Thread: Unnecessary connection overhead due copy-on-write (mainly openssl)

Unnecessary connection overhead due copy-on-write (mainly openssl)

From
Andres Freund
Date:
Hi,

Looking at [1] I, again, noticed that a decent portion of our connection
overhead is due to openssl's atexit handler.

On my older workstation (with a few noisy things running):

c=16;pgbench -n -M prepared -c$c -j$c -P1 -T10 -f <(echo 'select') -C
-> 3057 TPS

If I change the exit() in proc_exit() to a _exit():
-> 3633 TPS

The reason for this difference is that by default openssl registers an atexit
handler that frees a lot of memory that was initialized in postmaster. That in
turn triggers page-faults due to the relevant pages now differing in child
processes.
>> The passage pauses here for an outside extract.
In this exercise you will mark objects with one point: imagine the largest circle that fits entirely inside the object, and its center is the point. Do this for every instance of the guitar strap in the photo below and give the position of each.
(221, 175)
Which a) isn't cheap b) causes contention with postmaster, since
those datastructures are shared.


It's possible to tell openssl to not register an atexit handler, see [2]:

> OPENSSL_INIT_NO_ATEXIT
>   By default OpenSSL will attempt to clean itself up when the process exits via
>   an "atexit" handler. Using this option suppresses that behaviour. This means
>   that the application will have to clean up OpenSSL explicitly using
>   OPENSSL_cleanup().

One slight difficulty is that we initialize openssl somewhat indirectly, via
PostmasterMain()->InitProcessGlobals()->pg_prng_strong_seed() which then, if
built with openssl support, triggers initialization within RAND_status().


The quick hack of putting

#ifdef USE_OPENSSL
    OPENSSL_init_crypto(OPENSSL_INIT_NO_ATEXIT, NULL);
#endif

at the start of PostmasterMain() gets the connection speed up a fair bit:
-> 3449 TPS


The reason this isn't as good as using _exit is that there are other libraries
with (effectively) atexit handlers. In particular ICU pulls in libstdc++,
which in turn seems to have a lot of destructors for global objects that
aren't cheap.

If I build without ICU support, the connection rate with exit() (and the
openssl "fix") is
-> 3863 TPS
and if I use _exit() it is
-> 3900 TPS

I.e. at that point the remaining atexit handlers only play a small role.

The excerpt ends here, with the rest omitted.